En primer lugar, habrá que decidir cómo se va a distribuir el comedor (tipos de mesas, tipo de presidencia, lugar de la presidencia en el comedor) y quién se colocará en la presidencia y por qué orden.

A continuación, se decidirá el orden de los invitados en las mesas, siendo siempre los de mayor rango los que se coloquen en las mesas más próximas a la presidencial.

Normas que se pueden tener en cuenta a la hora de ordenar una mesa pueden ser: no juntar a dos personas que hablen idiomas diferentes, ley del descanso matrimonial, evitar incompatibilidades entre personas…

Los invitados deberán ser despedidos de la misma manera en que fueron recibidos.

El día después del acto también es importante. Habrá que agradecer la asistencia, realizar un dossier de prensa y fotográfico y realizar una valoración final que nos ayude a corregir errores en próximos actos.

Conclusión

Los ejemplos señalados no son más que eso, ejemplos que pueden extrapolarse a otros eventos. Ruedas de prensa, presentación de productos, reuniones de trabajo, conferencias, banquetes de gala… Cada acto tiene sus peculiaridades, pero todos tienen algo en común: un comienzo, un momento culminante y un final que deben estar perfectamente planificados.

El Protocolo, por tanto, nos ayuda a desarrollar el acto dentro del respeto, la cortesía y el dar a cada uno lo que le corresponde. Nos ayuda también a planificar cualquier eventualidad que surja y nos permite controlar de una manera eficaz los imprevistos que aparezcan.

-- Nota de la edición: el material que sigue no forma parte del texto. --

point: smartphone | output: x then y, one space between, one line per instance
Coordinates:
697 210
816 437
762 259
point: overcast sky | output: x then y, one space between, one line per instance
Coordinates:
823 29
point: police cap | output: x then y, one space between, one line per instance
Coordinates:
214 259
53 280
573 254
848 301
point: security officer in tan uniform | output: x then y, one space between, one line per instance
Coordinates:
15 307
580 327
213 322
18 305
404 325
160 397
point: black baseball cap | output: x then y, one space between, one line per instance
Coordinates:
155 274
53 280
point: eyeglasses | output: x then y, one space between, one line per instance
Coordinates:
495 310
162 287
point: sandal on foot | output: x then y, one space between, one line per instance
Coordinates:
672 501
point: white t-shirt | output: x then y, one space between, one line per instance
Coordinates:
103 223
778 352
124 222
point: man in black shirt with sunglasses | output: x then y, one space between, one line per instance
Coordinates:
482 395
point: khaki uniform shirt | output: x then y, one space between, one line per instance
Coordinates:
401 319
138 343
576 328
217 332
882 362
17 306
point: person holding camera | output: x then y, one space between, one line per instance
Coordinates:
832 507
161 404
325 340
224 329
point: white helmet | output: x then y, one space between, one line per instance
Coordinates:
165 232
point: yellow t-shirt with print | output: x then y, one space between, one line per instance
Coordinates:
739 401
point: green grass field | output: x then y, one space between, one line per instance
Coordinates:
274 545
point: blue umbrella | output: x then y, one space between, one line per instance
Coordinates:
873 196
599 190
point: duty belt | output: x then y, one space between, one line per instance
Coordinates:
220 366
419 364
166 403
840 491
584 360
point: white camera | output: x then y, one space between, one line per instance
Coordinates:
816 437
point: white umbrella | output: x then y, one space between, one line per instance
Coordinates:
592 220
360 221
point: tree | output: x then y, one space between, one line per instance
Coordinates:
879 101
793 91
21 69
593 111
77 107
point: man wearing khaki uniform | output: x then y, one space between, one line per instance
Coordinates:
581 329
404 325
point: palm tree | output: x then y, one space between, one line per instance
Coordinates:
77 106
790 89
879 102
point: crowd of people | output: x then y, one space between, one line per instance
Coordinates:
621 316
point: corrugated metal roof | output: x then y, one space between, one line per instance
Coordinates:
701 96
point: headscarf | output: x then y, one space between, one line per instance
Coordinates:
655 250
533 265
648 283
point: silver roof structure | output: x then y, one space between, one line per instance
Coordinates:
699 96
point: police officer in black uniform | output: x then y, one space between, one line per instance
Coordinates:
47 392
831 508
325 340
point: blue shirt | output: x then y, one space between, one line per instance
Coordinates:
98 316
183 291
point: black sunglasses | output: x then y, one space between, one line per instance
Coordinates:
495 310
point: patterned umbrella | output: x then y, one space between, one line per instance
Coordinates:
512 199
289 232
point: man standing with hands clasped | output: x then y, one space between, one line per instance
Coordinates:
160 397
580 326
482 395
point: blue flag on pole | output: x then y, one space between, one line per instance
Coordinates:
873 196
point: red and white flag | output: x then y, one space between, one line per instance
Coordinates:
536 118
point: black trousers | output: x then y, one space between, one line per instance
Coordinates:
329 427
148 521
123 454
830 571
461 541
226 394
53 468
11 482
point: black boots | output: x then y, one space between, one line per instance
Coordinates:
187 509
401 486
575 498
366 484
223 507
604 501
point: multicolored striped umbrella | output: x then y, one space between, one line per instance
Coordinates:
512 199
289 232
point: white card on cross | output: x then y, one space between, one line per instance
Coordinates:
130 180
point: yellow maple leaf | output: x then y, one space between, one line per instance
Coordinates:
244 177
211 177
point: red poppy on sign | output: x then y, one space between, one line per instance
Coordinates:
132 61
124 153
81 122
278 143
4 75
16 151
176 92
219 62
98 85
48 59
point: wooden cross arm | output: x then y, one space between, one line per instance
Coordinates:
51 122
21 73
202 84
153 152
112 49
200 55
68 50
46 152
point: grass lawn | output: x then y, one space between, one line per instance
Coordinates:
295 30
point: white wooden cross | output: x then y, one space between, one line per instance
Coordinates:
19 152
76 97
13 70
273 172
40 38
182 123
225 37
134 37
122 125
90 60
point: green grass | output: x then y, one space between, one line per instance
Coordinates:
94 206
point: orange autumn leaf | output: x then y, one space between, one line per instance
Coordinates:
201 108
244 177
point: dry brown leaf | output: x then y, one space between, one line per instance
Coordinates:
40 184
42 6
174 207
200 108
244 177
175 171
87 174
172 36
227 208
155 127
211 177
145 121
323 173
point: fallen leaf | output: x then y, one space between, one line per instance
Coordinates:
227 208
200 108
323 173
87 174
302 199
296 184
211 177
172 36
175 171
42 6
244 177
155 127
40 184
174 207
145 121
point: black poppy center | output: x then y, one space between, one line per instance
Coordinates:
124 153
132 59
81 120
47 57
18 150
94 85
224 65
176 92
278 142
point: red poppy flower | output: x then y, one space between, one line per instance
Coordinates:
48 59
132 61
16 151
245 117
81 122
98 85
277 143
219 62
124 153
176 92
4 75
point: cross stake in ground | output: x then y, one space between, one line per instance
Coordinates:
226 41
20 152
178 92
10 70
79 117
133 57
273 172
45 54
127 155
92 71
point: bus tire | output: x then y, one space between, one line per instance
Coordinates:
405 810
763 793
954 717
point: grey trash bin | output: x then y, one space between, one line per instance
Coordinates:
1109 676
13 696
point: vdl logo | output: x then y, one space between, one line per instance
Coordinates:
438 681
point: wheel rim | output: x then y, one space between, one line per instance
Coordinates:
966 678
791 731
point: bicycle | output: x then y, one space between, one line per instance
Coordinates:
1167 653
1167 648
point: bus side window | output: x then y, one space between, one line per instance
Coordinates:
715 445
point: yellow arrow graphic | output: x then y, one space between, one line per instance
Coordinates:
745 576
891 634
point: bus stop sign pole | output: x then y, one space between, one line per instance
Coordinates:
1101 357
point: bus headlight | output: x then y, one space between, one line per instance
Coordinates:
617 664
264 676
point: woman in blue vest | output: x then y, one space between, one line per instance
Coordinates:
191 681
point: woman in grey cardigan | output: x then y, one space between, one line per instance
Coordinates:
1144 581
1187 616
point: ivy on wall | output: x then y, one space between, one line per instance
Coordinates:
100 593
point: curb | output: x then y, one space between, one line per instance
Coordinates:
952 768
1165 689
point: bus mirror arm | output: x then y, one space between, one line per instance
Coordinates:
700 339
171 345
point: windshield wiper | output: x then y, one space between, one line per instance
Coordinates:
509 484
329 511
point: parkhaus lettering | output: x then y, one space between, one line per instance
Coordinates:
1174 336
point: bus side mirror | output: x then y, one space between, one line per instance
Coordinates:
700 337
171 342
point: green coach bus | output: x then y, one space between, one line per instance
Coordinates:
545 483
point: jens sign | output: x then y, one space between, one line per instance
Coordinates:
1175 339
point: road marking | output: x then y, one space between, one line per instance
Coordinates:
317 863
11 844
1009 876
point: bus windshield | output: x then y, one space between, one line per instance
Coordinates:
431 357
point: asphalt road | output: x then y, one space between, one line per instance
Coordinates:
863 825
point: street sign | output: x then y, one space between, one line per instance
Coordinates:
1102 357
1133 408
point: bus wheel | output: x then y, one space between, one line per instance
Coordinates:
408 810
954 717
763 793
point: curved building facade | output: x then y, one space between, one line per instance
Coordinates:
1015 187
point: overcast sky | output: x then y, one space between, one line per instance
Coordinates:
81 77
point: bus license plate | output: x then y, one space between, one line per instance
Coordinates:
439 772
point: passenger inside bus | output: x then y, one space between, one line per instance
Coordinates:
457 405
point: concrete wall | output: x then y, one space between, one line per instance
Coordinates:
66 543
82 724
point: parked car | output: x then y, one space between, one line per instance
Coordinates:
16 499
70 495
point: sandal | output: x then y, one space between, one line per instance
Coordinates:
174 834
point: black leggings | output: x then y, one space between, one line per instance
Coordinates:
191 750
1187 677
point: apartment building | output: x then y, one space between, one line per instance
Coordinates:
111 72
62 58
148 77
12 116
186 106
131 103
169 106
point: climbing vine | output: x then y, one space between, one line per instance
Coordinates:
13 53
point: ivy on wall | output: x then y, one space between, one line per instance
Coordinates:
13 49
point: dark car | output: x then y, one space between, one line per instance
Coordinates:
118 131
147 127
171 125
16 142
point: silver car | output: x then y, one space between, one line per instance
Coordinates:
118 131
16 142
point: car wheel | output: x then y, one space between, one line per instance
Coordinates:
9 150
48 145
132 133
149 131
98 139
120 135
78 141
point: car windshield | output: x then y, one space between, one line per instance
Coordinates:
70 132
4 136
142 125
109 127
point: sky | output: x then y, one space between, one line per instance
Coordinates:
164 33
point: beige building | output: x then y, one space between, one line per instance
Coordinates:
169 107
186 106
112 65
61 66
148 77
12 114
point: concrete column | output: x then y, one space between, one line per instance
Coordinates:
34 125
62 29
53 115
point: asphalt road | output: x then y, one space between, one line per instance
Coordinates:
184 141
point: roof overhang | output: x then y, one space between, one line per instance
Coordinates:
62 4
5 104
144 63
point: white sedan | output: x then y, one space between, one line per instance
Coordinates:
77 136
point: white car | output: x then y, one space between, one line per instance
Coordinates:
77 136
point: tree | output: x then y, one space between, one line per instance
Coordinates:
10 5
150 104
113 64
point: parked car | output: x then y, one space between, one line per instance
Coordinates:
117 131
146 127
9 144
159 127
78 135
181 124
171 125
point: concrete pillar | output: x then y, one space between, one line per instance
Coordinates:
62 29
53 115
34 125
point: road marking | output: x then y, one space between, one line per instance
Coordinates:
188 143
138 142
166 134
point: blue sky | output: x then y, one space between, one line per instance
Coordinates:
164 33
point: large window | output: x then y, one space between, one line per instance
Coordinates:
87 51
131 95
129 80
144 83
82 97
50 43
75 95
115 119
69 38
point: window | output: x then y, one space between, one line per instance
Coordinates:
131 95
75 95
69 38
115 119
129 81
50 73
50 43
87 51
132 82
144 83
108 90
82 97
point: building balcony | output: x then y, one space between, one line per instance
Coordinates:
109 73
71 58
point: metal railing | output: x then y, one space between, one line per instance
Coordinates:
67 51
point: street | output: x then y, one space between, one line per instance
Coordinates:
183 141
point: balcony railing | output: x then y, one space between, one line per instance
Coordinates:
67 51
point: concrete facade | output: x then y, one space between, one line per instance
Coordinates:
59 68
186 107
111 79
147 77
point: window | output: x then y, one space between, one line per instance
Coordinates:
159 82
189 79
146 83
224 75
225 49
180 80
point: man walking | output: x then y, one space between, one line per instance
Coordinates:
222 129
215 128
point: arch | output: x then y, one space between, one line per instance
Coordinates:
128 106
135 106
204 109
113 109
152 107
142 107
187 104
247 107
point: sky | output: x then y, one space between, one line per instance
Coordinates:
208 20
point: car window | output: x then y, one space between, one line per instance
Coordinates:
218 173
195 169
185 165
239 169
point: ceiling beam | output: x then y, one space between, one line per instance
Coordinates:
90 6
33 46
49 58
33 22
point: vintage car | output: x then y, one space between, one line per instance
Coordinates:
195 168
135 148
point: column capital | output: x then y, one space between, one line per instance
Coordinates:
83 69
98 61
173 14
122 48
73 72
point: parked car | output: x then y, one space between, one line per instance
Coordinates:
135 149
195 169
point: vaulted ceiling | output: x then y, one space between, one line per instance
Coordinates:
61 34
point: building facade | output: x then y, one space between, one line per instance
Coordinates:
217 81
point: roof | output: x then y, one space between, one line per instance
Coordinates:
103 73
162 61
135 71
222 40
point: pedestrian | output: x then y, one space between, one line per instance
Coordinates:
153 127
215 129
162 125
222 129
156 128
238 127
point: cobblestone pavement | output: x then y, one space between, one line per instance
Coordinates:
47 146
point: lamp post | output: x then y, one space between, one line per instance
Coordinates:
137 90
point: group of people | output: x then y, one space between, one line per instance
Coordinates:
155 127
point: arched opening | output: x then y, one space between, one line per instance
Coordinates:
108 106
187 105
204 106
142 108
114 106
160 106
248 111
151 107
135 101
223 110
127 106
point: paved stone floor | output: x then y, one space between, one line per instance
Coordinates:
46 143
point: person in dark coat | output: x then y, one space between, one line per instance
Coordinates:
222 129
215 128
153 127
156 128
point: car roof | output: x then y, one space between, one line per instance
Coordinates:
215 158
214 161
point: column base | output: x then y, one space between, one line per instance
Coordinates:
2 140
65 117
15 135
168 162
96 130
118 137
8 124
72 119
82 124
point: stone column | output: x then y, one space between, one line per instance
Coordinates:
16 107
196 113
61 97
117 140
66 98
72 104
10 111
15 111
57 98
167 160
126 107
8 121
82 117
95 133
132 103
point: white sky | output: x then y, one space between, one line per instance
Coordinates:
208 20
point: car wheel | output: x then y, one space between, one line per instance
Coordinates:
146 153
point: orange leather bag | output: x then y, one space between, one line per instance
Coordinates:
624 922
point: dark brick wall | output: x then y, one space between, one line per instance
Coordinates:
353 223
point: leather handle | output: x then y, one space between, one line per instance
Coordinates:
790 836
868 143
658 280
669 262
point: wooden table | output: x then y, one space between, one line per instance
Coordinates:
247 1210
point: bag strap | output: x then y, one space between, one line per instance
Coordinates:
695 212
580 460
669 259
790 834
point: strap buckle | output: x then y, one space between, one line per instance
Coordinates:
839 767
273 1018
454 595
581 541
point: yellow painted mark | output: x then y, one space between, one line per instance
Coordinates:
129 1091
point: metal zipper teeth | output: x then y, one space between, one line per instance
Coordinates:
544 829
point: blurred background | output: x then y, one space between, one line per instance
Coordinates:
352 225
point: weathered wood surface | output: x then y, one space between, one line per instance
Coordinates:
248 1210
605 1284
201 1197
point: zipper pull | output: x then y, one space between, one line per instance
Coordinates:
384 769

Como hemos dicho, los eventos en los que participan altos cargos y personalidades con títulos nobiliarios requieren de estrictas normas de protocolo que deben cumplirse con absoluto rigor. Sin embargo, el protocolo va mucho más allá y nos marca unas pautas sencillas de convivencia para que nuestro acto se desarrolle sin conflictos.

Comentarios»

1. sr.werty - 16 diciembre 2008

Yo creo que depende mucho de la empresa y de su política interna, es decir, yo trabajo en una empresa medina/pequeña unos 300 trabajadores, cuando se hace la presentación de resultados o de los objetivos del año no se manda una invitación personalizada a los empleados, se hace un comunicación interna o bien a través de una intranet o mediante la gente de apoyo administrativo enviando una convocatoria a los empleados de cada planta. Lo que tu planteas es más bien para empresas grandes y que invitan a los accionistas, consejeros y demás. Si bien es cierto que en mayor o menor medida se pueden llevar estas normas o todo tipo de eventos.

Sau2

2. Idoia Mañes - 16 diciembre 2008

Muchas gracias por tu comentario sr. werty.

El protocolo no señala que haya que hacer invitaciones formales en todos los actos, sino que cada acto, dependiendo de sus objetivos y del tono en que se haga, tiene que tener su propio estilo. El hecho de que se trate de un acto más o menos informal no quiere decir que no se respeten ciertas normas, sino que esas normas la tenemos más interiorizadas y se respetan casi sin saber que lo estamos haciendo. Pero seguro que en el acto al que te refieres hay un orden de intervenciones y las diferentes actividades están marcadas cada una en su contexto.

3. sr.werty - 17 diciembre 2008

Por supuesto, también hemos tenido actos de 1000 personas y ahí si que con un protocolo que saltaba a la vista.